Die Erdgas-Preisexplosion in Europa
US-Präsident Joe Biden sagte beim G7-Gipfel Ende Juni: "Was kann Russland aushalten und was ist Europa bereit auszuhalten?" Richtig, denn die USA müssen nichts davon "aushalten". Europa und vor allem Deutschland und Russland müssen was aushalten, nicht Nordamerika. Die US-Elite lacht sich praktisch ins Fäustchen.
Die jüngste Entwicklung des Erdgaspreises an der New Yorker Börse
Und ja: die Gaspreise explodieren in Europa beispiellos. Selbst die Bild klagt nun, wie die Bürger das bezahlen sollen. Die Politiker wollen ja nun die Schwächsten – vielleicht – schützen: mit einer Gaspreisobergrenze.
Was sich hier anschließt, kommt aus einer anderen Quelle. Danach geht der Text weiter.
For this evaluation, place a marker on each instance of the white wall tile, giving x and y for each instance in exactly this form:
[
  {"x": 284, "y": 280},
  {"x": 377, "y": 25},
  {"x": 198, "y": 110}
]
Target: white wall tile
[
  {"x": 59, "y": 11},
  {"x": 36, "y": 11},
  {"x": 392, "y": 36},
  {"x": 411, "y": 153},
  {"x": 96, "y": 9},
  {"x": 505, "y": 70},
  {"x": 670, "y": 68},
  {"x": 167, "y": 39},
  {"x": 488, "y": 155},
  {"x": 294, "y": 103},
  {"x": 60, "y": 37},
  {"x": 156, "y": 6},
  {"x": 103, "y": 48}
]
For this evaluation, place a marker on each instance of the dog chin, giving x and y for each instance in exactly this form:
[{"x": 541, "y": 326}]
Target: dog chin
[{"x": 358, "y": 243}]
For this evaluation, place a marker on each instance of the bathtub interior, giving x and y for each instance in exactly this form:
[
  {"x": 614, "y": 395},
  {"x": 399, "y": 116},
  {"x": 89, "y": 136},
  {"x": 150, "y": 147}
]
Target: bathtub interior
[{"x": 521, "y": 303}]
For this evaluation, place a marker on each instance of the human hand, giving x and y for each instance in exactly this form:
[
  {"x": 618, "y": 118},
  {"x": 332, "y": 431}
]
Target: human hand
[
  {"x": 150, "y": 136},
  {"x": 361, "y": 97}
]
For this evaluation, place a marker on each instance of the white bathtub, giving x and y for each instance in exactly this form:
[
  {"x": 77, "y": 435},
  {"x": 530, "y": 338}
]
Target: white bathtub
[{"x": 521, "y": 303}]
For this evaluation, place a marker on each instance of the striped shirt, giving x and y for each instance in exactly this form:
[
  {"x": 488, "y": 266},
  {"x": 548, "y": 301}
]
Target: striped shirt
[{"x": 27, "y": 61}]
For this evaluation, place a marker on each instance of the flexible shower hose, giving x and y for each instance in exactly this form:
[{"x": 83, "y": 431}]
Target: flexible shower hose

Nun gut. Aber viel wichtiger: Wie soll denn die deutsche Wirtschaft das aushalten? Der deutsche Mittelstand? Selbst der BASF-Chef, von dem deutschen Chemiekonzern schlechthin, warnte bereits im März davor, dass das gesamte Werk von BASF in Ludwigshafen stillgelegt werden müsste – ohne russisches Erdgas. Wir reden über den weltgrößten Chemiestandort, der allein bereits für rund 3,7 Prozent des gesamten deutschen Erdgasverbrauchs steht.
Die deutsche Wirtschaft war bereits 2020 mit den höchsten Strompreisen der Welt konfrontiert, die jetzt aber auch nochmals kräftig zulegen. Übrigens hatten "wir" Ende 2021 drei Atomkraftwerke abgeschaltet, Ende 2022 folgen weitere drei, die letzten drei. Tja, und Ursula von der Leyen, die EU-Kommissionspräsidentin, postete am 30. Juni, sie sei sehr erfreut, verkünden zu können, dass nun die Ukraine Atomstrom in die Europäische Union liefern könne:
Deutsche Politiker, wacht endlich auf! Lasst Euch nicht vor den Karren der USA spannen, die nichts auszuhalten haben. Beendet die Unvernunft deutscher Politik schnellstens, bevor uns das alles um die Ohren fliegt.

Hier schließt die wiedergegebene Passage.